Traditions and customs of Serbia

What traditions and customs are there in Serbia?

Before part of Serbia and Montenegro, we see the customs and traditions of Serbia.


Food in daily life

The staple foods of the Serbian diet are bread, meat, fruits, vegetables, and dairy products. Breakfast usually consists of eggs, meat, and bread, with a dairy paste called kajmak. Lunch is the main meal of the day and is usually eaten around three in the afternoon. A light dinner is eaten around 8:00 PM

Bell peppers are a common ingredient in many dishes.

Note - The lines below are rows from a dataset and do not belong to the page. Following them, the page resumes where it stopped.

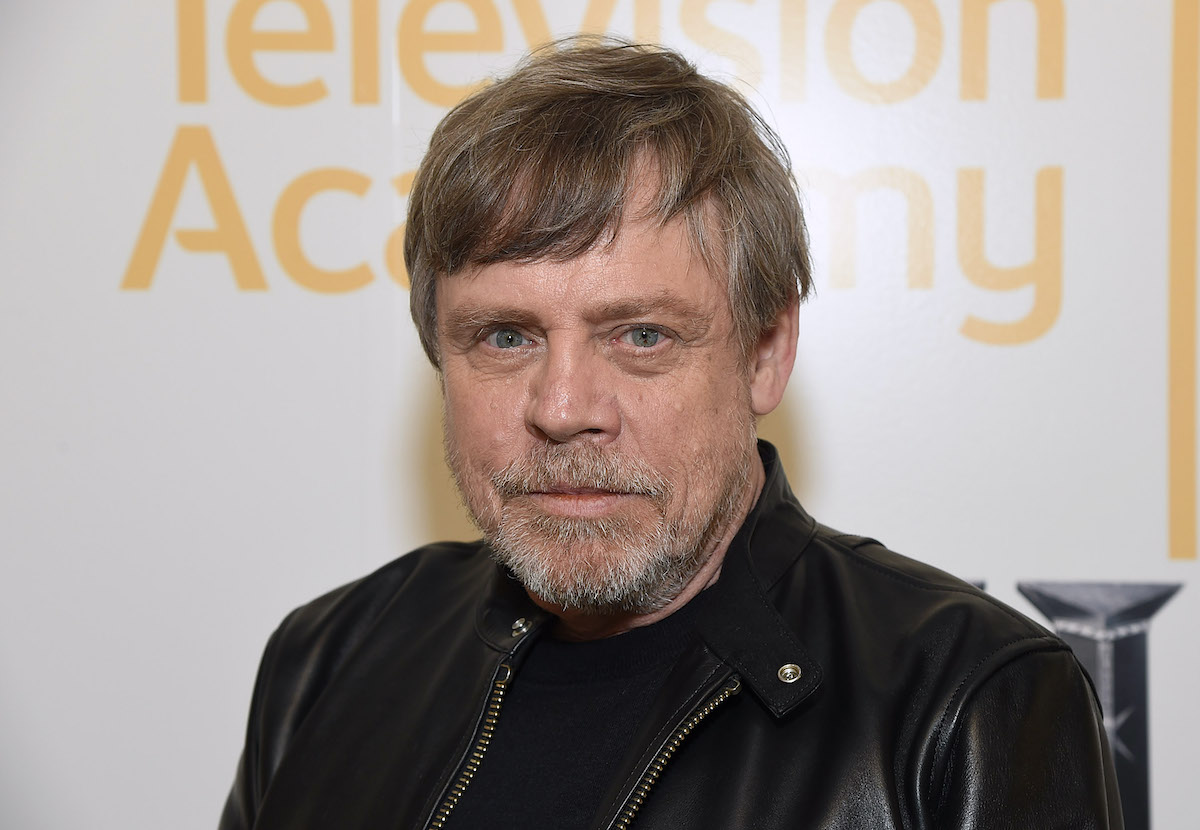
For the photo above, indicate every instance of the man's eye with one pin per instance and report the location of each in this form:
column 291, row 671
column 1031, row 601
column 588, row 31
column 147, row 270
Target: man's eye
column 643, row 337
column 507, row 338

The national dish, called cevapcici, are small meat burgers, highly spiced and prepared on the grill. Other Serbian specialties are proja, a type of cornbread; gibanica, a thin, crunchy pastry often served with cheese and eggs; sarma, cabbage leaves stuffed with meat; and djuvéc, a vegetable stew.

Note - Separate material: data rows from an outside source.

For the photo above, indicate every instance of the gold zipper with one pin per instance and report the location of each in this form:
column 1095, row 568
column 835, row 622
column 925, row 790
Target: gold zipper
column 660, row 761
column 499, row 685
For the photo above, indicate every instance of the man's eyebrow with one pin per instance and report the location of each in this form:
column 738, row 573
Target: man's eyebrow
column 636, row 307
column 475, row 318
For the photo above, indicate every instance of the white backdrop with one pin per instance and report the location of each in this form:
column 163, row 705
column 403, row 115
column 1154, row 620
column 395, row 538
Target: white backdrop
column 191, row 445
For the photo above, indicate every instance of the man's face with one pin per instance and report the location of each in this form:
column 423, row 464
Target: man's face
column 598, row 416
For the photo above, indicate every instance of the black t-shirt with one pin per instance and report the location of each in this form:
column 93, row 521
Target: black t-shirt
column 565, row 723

Pita (a type of strudel) and palacinke (pancakes) are popular desserts. Coffee is prepared in the Turkish style, boiled down to a thick, potent liquid, and served in small cups. A fruit concoction called sok is another favorite drink. For alcohol there is beer and a fruit brandy called rakija.

Food customs on ceremonial occasions

The Christmas party is a very elaborate occasion. On Christmas Eve, people eat Lenten foods (no meat or dairy) and drink hot punch (hot brandy with honey). The next day, the meal usually consists of roast pork and a round loaf called cesnica.

On Krsna Slava, the day of a family’s patron saint, another round bread, called kolac, is served, as well as zito, a sweetened boiled wheat dish. For Easter, boiled eggs are a traditional food. The shells are dyed and decorated with elaborate designs.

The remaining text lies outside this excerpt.